A vacinação por injeção intraperitoneal (IP) é o método de maior eficácia para tilápias acima de 5 g. A aplicação é feita com seringas automáticas de fluxo contínuo, o que agiliza o processo e reduz a variação de dose entre animais.

  • Manter o peixe úmido durante toda a aplicação — não expor à superfície por mais de 30 segundos sem retornar à água;
  • Inserir a agulha na linha ventral, entre as nadadeiras pélvicas e o ânus, com angulação de 30–45°;
  • Volume padrão IP: 0,1 mL para peixes de 10–30 g; 0,2–0,5 mL para peixes maiores (conforme bula do produto);
  • Usar luvas úmidas — a mão seca remove o muco e abre porta de entrada para patógenos oportunistas;
  • Evitar pressão excessiva sobre o abdômen durante a contenção.

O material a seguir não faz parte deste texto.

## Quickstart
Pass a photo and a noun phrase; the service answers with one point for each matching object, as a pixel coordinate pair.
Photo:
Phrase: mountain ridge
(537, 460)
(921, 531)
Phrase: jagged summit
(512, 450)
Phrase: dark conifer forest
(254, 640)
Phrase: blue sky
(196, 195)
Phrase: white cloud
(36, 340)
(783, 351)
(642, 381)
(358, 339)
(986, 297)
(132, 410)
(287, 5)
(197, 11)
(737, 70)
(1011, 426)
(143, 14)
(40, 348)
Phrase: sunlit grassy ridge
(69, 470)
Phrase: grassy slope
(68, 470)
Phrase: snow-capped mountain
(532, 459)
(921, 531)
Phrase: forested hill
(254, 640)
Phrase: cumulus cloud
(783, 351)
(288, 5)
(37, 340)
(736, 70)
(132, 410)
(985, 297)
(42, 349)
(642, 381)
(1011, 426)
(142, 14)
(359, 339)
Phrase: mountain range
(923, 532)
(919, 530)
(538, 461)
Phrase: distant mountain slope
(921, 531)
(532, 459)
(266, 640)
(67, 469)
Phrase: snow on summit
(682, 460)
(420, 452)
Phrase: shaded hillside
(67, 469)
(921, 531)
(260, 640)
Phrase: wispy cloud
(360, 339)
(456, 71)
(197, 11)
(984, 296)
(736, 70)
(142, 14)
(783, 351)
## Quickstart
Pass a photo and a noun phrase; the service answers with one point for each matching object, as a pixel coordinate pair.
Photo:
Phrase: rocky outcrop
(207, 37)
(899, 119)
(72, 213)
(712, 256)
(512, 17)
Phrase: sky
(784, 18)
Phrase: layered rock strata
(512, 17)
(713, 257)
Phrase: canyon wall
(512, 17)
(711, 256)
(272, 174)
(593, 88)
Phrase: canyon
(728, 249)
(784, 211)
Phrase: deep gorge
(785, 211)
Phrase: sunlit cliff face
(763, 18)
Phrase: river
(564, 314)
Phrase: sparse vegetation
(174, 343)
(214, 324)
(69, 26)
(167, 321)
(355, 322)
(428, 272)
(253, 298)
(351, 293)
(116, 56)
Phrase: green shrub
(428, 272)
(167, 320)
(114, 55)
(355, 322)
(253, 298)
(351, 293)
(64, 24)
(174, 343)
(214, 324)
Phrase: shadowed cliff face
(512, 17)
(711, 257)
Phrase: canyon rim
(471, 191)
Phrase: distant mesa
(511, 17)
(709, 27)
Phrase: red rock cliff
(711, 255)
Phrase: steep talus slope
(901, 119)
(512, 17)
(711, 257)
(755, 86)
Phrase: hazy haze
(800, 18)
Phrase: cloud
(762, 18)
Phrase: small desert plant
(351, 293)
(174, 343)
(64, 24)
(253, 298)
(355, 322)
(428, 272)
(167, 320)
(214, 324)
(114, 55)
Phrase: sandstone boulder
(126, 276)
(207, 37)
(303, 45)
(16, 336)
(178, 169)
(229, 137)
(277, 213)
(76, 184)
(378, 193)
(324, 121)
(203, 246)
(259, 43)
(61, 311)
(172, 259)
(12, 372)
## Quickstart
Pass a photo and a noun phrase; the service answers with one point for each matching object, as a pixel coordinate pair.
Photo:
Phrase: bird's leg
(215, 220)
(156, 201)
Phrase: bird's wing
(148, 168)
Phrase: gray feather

Controle de volume e descamação: Manuseio brusco, redes com malha inadequada ou excesso de peixes por caixa causam atrito e descamação — feridas abertas são as principais portas de entrada para fungos (Saprolegnia spp.) e bactérias oportunistas. Trabalhe com redes de malha fina, movimentos lentos e densidade compatível com o espaço disponível.

 

Agulhas e seringas: o ponto crítico mais ignorado

A qualidade do material de aplicação é diretamente responsável pelo sucesso ou fracasso da vacinação. Agulhas de calibre incorreto, desgastadas ou utilizadas além do seu volume útil são, na prática, a maior causa de lesão vacinal e mortalidade pós-procedimento — superando até mesmo erros de técnica de aplicação.

 

Calibre e troca de agulhas

  • Utilizar agulhas do calibre adequado ao tamanho dos peixes — agulhas grossas causam lacerações; finas demais obstruem e geram pressão excessiva;
  • Cada agulha possui um volume útil de eficiência — ao atingir esse limite, o fio de corte se desgasta, a ponta fica romba e cada aplicação passa a causar trauma desnecessário;
  • Respeitar rigorosamente o número máximo de animais por agulha indicado pelo fabricante;
  • Sinais de troca imediata: resistência maior ao penetrar, sangramento excessivo ou dobramento da ponta;
  • Nunca reutilizar agulhas entre lotes diferentes — risco de contaminação cruzada.

 

Manutenção das seringas automáticas

  • Ao final de cada lote vacinado, desmontar e lavar a seringa com água destilada ou solução salina estéril;
  • Verificar vedações e molas regularmente — seringas com vazamento entregam dose inconsistente;
  • Armazenar as seringas desmontadas e secas após cada jornada de vacinação;
  • Realizar manutenção preventiva periódica conforme orientação do fabricante.

 

Mesa vacinal e ambiente de trabalho

  • Ao final de cada lote, realizar desinfecção completa da mesa vacinal com hipoclorito ou álcool 70%;
  • Manter panos umedecidos na bancada para limpeza externa da seringa durante o uso;
  • Nunca apoiar agulhas diretamente sobre a mesa — utilizar suporte ou protetor entre as aplicações;
  • Organizar o fluxo de trabalho de forma que peixes vacinados não retornem à área de captura.

 

Descarte correto de agulhas

  • Agulhas usadas devem ser descartadas em coletor de resíduos perfurocortantes (caixa amarela) — nunca em lixo comum;
  • O descarte inadequado representa risco de acidente para a equipe e infração sanitária;
  • Contabilizar e registrar o número de agulhas utilizadas por lote para controle de qualidade e rastreabilidade.

 

Atenção: Agulha romba não é apenas ineficiente — é agressiva. Ela dilacera tecido em vez de penetrá-lo, abre feridas maiores e amplia o risco de infecção secundária por fungos e bactérias. A troca oportuna de agulhas é custo de produção, não desperdício.